Friday, May 19, 2006

le petit loser


remember what it was like to be the biggest freak in school? in my case, i was 10 feet taller than everyone else and gayer than mario cantone on the rag. tonight, i think i had what they call in french: le post-traumatic episode.

i guess i haven't been out at a club by myself for a few years now and being on the road from monday to whateverday has changed all of that. i've got many nights to myself, so i generally try to get out and see the sights. currently, i'm at a conference in quebec city, which is beautiful and pretty gay. after my obligations with the 50 year-old borings, i ventured out to the bars. i saw a great drag show and sort of made friends with some french canadians. ...or so i thought.

we were all on the dance floor and all of a sudden i felt like they were making fun of me. i felt like they thought i was chasing them, begging them to be my friends. i'm pretty sure, in reality, i didn't come off that way. i couldn't have. i'm so cool in boston. i can hold my own in LA or NY or even Barcelona, for that matter. it was probably all in my head. maybe it's the self-consciousness of not completely knowing the language and being in a new town, but have you ever just felt like you were the big, fat, fucking zit-faced 16 year old girl in a room full of well-groomed, french speaking hotties? ...i felt it tonight. ...like they thought i was totally lame. i wanted to just go off on my own but at the same time didn't want to let them know i was afraid of them thinking that i was afraid of them. does that make sense? madonna blaring in the background, i'm pretty sure they were all saying, "loook at ze silly ah-mahr-eeeh-KAHN". *takes drag of cigarette*

fuck you canada.

when did i start caring about fitting in? i'm usually the motherfucking bomb of the party. tonight karma totally knocked me town like 50 pegs. i didn't fit in with the 50 year-old stock brokers, i didn't fit in with the 21 year-old gays, i felt alienated and rightly so.

so now i'm cleaning out my minibar and living it up in my amazing suite in which people can only make fun of me in english and to my face.

at the risk of sounding cheesey and drunk-blogging: here's a toast to all the fags who don't fit in with other fags. to fags who also don't fit in with their paycheck signing breeders whose asses they're supposed to kiss. to fags who make their own party wherever they go. to fags who idenitfy with a sigularity, who don't succumb to a bitchy elite. to fags who follow a path lead by their *generally* non-judgemental, english-speaking hearts.

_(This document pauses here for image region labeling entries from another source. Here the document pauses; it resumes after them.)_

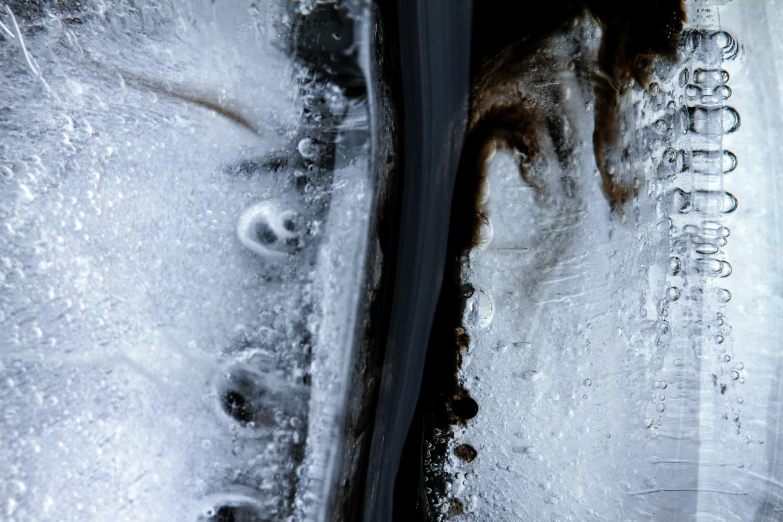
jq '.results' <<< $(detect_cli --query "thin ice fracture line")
[0,17,16,39]
[628,488,747,497]
[5,5,41,78]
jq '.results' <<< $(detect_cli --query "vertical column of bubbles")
[191,10,367,512]
[659,2,743,514]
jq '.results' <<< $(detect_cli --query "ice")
[0,0,375,521]
[425,0,783,522]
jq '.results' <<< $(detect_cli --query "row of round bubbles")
[677,29,745,78]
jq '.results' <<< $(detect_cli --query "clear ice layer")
[438,0,783,522]
[0,0,382,522]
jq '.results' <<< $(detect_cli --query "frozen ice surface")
[0,0,380,522]
[442,0,783,522]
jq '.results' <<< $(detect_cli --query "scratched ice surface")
[0,1,373,521]
[429,0,783,522]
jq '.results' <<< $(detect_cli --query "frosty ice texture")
[434,1,783,522]
[0,1,372,521]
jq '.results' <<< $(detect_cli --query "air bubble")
[693,69,729,86]
[721,192,739,212]
[715,31,743,62]
[685,84,701,99]
[451,397,478,420]
[691,150,737,175]
[193,488,272,522]
[296,138,320,161]
[694,243,720,255]
[687,105,742,136]
[463,290,495,328]
[669,257,682,275]
[696,257,731,277]
[671,188,693,214]
[519,370,541,381]
[454,444,478,462]
[677,68,688,87]
[476,217,495,249]
[214,365,303,430]
[237,202,301,259]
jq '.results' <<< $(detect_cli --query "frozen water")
[0,0,380,522]
[435,0,783,522]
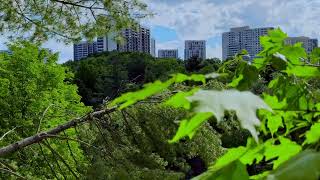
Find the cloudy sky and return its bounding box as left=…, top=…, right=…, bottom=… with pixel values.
left=0, top=0, right=320, bottom=62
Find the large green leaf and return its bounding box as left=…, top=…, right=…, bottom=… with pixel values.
left=188, top=90, right=272, bottom=141
left=267, top=150, right=320, bottom=180
left=305, top=123, right=320, bottom=144
left=264, top=137, right=302, bottom=169
left=285, top=66, right=320, bottom=77
left=164, top=88, right=199, bottom=109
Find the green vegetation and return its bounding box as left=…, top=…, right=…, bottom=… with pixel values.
left=65, top=52, right=221, bottom=106
left=0, top=41, right=91, bottom=179
left=113, top=29, right=320, bottom=179
left=0, top=0, right=320, bottom=180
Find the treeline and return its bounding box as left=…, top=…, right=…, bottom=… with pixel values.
left=64, top=52, right=221, bottom=106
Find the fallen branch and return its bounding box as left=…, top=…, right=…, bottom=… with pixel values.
left=0, top=108, right=116, bottom=157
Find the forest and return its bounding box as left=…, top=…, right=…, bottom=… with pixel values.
left=0, top=0, right=320, bottom=180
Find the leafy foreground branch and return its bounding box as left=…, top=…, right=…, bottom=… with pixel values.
left=0, top=108, right=116, bottom=157
left=112, top=29, right=320, bottom=180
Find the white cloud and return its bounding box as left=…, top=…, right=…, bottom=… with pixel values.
left=145, top=0, right=320, bottom=57
left=43, top=40, right=73, bottom=63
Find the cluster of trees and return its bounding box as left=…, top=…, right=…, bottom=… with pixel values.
left=64, top=52, right=221, bottom=106
left=0, top=0, right=320, bottom=180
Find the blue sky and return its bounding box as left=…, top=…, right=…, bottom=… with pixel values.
left=0, top=0, right=320, bottom=62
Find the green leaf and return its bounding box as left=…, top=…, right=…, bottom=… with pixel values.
left=228, top=74, right=243, bottom=88
left=164, top=88, right=199, bottom=109
left=264, top=137, right=302, bottom=169
left=267, top=150, right=320, bottom=180
left=111, top=80, right=173, bottom=109
left=285, top=66, right=320, bottom=77
left=240, top=139, right=264, bottom=165
left=267, top=114, right=283, bottom=135
left=169, top=113, right=212, bottom=143
left=304, top=123, right=320, bottom=144
left=209, top=146, right=247, bottom=171
left=263, top=94, right=287, bottom=110
left=188, top=90, right=272, bottom=141
left=279, top=46, right=307, bottom=65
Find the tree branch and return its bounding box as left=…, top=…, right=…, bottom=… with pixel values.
left=0, top=107, right=116, bottom=157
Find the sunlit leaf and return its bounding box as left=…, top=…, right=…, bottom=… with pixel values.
left=264, top=137, right=302, bottom=169
left=164, top=88, right=199, bottom=109
left=267, top=150, right=320, bottom=180
left=169, top=113, right=212, bottom=143
left=188, top=90, right=272, bottom=141
left=285, top=66, right=320, bottom=77
left=305, top=123, right=320, bottom=144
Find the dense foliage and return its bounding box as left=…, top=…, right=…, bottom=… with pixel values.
left=65, top=52, right=221, bottom=105
left=0, top=41, right=91, bottom=179
left=111, top=29, right=320, bottom=179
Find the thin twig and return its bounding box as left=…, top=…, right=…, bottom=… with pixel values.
left=0, top=126, right=20, bottom=141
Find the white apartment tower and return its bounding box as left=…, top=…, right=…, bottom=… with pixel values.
left=222, top=26, right=274, bottom=60
left=118, top=27, right=150, bottom=54
left=73, top=41, right=96, bottom=61
left=150, top=38, right=156, bottom=57
left=158, top=49, right=178, bottom=59
left=96, top=34, right=118, bottom=53
left=184, top=40, right=206, bottom=60
left=285, top=36, right=318, bottom=54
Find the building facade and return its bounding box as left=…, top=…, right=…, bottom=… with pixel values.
left=150, top=38, right=156, bottom=57
left=73, top=27, right=155, bottom=61
left=118, top=27, right=151, bottom=54
left=96, top=34, right=118, bottom=53
left=158, top=49, right=178, bottom=59
left=222, top=26, right=274, bottom=60
left=285, top=36, right=318, bottom=54
left=184, top=40, right=206, bottom=60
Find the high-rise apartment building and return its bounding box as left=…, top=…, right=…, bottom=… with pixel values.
left=150, top=38, right=156, bottom=57
left=285, top=36, right=318, bottom=54
left=158, top=49, right=178, bottom=59
left=73, top=41, right=96, bottom=61
left=118, top=27, right=150, bottom=54
left=222, top=26, right=274, bottom=60
left=96, top=34, right=118, bottom=53
left=184, top=40, right=206, bottom=60
left=73, top=27, right=155, bottom=61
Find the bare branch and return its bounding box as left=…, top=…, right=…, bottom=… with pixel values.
left=0, top=127, right=17, bottom=141
left=0, top=107, right=116, bottom=157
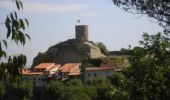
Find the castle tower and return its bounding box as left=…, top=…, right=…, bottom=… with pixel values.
left=75, top=25, right=88, bottom=41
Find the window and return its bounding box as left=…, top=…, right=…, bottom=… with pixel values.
left=94, top=73, right=97, bottom=77
left=88, top=73, right=90, bottom=77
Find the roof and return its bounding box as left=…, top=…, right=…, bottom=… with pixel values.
left=68, top=72, right=80, bottom=76
left=86, top=66, right=115, bottom=71
left=22, top=70, right=43, bottom=75
left=34, top=63, right=55, bottom=69
left=59, top=63, right=80, bottom=72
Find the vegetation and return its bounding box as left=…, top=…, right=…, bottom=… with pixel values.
left=112, top=0, right=170, bottom=34
left=0, top=0, right=32, bottom=100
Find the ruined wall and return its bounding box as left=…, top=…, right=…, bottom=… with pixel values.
left=75, top=25, right=88, bottom=41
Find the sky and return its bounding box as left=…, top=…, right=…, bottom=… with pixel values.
left=0, top=0, right=162, bottom=66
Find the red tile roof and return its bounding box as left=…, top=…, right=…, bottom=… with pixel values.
left=34, top=63, right=55, bottom=69
left=22, top=69, right=43, bottom=75
left=59, top=63, right=80, bottom=72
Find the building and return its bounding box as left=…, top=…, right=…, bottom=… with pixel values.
left=84, top=66, right=116, bottom=82
left=22, top=63, right=60, bottom=87
left=57, top=63, right=81, bottom=81
left=33, top=25, right=105, bottom=66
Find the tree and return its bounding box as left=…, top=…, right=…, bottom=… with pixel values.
left=0, top=0, right=32, bottom=99
left=0, top=0, right=30, bottom=82
left=122, top=33, right=170, bottom=100
left=112, top=0, right=170, bottom=33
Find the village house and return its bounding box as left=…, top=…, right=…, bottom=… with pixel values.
left=22, top=63, right=60, bottom=87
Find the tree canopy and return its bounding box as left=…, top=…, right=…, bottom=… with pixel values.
left=112, top=0, right=170, bottom=33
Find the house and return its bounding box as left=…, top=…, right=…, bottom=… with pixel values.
left=58, top=63, right=81, bottom=81
left=84, top=66, right=116, bottom=82
left=22, top=63, right=60, bottom=87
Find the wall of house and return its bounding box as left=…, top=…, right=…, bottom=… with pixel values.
left=23, top=75, right=46, bottom=87
left=84, top=70, right=114, bottom=82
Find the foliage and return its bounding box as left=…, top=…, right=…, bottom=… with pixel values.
left=122, top=33, right=170, bottom=100
left=44, top=79, right=112, bottom=100
left=0, top=0, right=32, bottom=100
left=112, top=0, right=170, bottom=33
left=95, top=42, right=108, bottom=55
left=5, top=81, right=33, bottom=100
left=0, top=83, right=5, bottom=100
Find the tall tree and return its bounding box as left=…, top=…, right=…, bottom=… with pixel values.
left=112, top=0, right=170, bottom=33
left=122, top=33, right=170, bottom=100
left=0, top=0, right=32, bottom=100
left=0, top=0, right=30, bottom=82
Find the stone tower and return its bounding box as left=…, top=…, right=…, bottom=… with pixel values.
left=75, top=25, right=88, bottom=41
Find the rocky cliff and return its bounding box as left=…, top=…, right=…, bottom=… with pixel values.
left=33, top=39, right=105, bottom=66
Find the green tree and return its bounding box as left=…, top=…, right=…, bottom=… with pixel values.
left=0, top=0, right=32, bottom=100
left=4, top=81, right=33, bottom=100
left=112, top=0, right=170, bottom=33
left=122, top=33, right=170, bottom=100
left=0, top=0, right=30, bottom=83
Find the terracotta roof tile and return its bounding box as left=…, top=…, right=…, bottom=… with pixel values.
left=59, top=63, right=80, bottom=72
left=34, top=63, right=55, bottom=69
left=22, top=70, right=43, bottom=75
left=86, top=66, right=115, bottom=71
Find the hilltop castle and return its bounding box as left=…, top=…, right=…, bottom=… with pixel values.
left=33, top=25, right=105, bottom=66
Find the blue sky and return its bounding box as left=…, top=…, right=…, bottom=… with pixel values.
left=0, top=0, right=162, bottom=65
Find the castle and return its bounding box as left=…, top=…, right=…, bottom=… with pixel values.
left=33, top=25, right=105, bottom=66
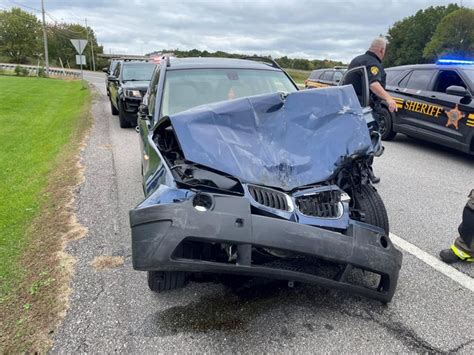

...i also just realized that i stepped in dog shit on my way home.

Tuesday, May 16, 2006

tranniccino


i was just served an iced coffee by a black transsexual. important note: i'm in downtown little rock, arkansas this week. what a breath of fresh air. i wanted to high five her or give her "two snaps up" but i was with a client and thought it would be inappropriate.

Thursday, May 11, 2006

jesus help me


i just spent an hour and a half between appointments, sitting in a parking lot deciding whether or not to cut my hair. i want to grow it out and wear it shaggy but it's probably not going to look very professional and will give away my age. i still haven't decided.

Tuesday, May 02, 2006

i think i have better hair days in texas


i think it's the humidity, colorado is so dry...not that i'm complaining, denver is waaaay better than the lonestar state. i saw real, live lesbians today on the street. i can't remember the last time i've seen a real lesbian during my monday-thursday excursions to the southwest. i walked around boulder tonight just for the funk of it and the boys here are rediculous. i could sit on a street corner and cat call them for days.

i've been watching too much oprah since i got this job. my last daytime appointment usually gets out around 3:30, so i make it back to the hotel with just enough time to see her recommendations on which new khakis minimize her ginormous ass. today she had terry hatcher on. i realize she just came out as a childhood abuse victim, but that bitch is so TIRED. i could stand watching her all teary eyed for an hour. vomit.